A letter from CFO Geoff O'Connell upon his retirement from CCF this December.
My first apartment in Cambridge was a small studio off Bigelow Street, in the late 1970s. When I accepted the CFO role at CCF four decades later, I found myself walking those same streets near Central Square. The city had transformed. Biotech towers in Kendall, new transit lines, whole neighborhoods reimagined. But something essential remained unchanged—Cambridge's unique character. The city still holds an extraordinary vibrancy within six and a half square miles.
That density shapes everything about working at a community foundation. You can walk from cutting-edge laboratories to food pantries in ten minutes. You see Brattle Street's historic mansions and the Port's triple-deckers as different chapters of the same story. This city contains multitudes, and after five years helping steward its philanthropic resources, I've learned to pay attention to all of them.
CCF found me through LinkedIn in 2020. The position called for someone to modernize operations at a foundation still working with paper systems and spreadsheets. When I walked into the office, we were eight people supporting a community through tremendous uncertainty. Some systems were aging past reliability. We had vital work to do and tools that needed to catch up.
My career path to CCF wound through IBM technology sales, investment banking at State Street, and corporate finance. But I'd already made the transition to mission-driven work at the Alzheimer's Association after my father passed from the disease. That experience taught me how consensus-driven organizations succeed through building agreement, listening carefully, and moving forward together.
My mission: to help build "the foundation of the foundation," the essential infrastructures—financial systems, operational processes, technology platforms—that enable everyone else to focus on the mission. CCF's leadership gave me the trust and latitude to rebuild CCF's systems from the ground up. That trust made everything possible.
The transformation has been substantial. Our assets have grown from $45 million to nearly $75 million. Staff expanded from eight to sixteen to support the charge of providing steadfast support of our community, while taking on bigger, more complicated social problems. We integrated three separate systems into one coherent platform. CCF can better handle the complexity Cambridge demands: multi-year initiatives, sophisticated donor services – particularly for Donor Advised Fund (DAF) partnerships that require strong operational muscles.

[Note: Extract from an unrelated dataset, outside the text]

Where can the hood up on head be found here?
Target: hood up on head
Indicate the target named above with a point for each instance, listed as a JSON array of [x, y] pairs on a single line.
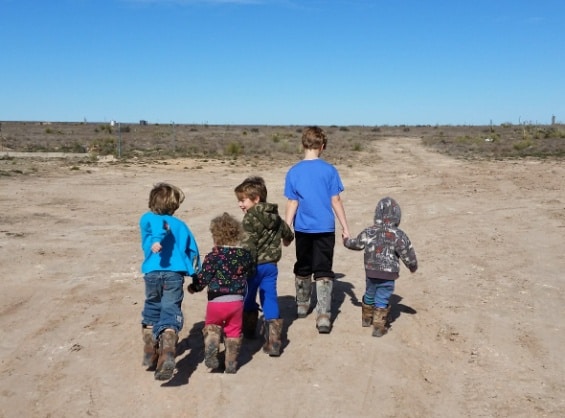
[[387, 212]]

Perhaps the most significant structural change has been CCF's shift from a trust organization to a corporation. For over a century, we operated under bank trustees—a model that served its purpose when established in 1916
Over time, that structure became limiting. The corporate transition brings fiduciary responsibility home to the Foundation. We are well-positioned and can now work with external investment managers, create sophisticated giving vehicles, and receive the kind of transformational gifts Cambridge deserves. The Investment Committee has built rigorous vetting processes, performance metrics, governance requirements, and ongoing oversight practices.
Working at a community foundation teaches you to listen differently. Each neighborhood in Cambridge maintains its distinct character. The Port holds its ground amid surrounding change. Brattle Street preserves its tree-lined grace while Kendall Square's earth-shattering innovation transforms the skyline. Every corner tells its part of the larger narrative. A community foundation's responsibility is ensuring all those stories receive attention, not just the most prominent ones.

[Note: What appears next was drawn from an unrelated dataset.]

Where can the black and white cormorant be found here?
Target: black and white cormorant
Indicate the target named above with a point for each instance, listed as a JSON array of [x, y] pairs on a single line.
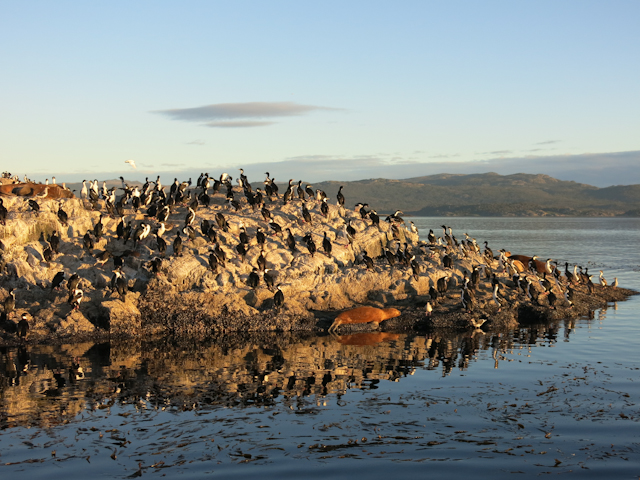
[[324, 208], [213, 261], [254, 279], [58, 278], [326, 245], [291, 241], [177, 245], [278, 299], [340, 197], [35, 208], [10, 304], [23, 326]]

As I retire this December, in this season of giving, I'm grateful for the trust you've placed in CCF. The Foundation is in excellent hands with its new CFO Ellen Varney. CCF enters its next chapter with solid processes, strong systems, and the capacity to meet whatever Cambridge needs. That's what we've built together. That's what will endure.
To our donors, partners, and neighbors, I leave you with these parting thoughts: stay grounded. The Foundation's strength comes from its proximity to its work, the unglamorous daily effort of keeping a community whole. Visit the organizations you support. Walk the neighborhoods. Listen to the people doing the work. Stay focused on Cambridge itself.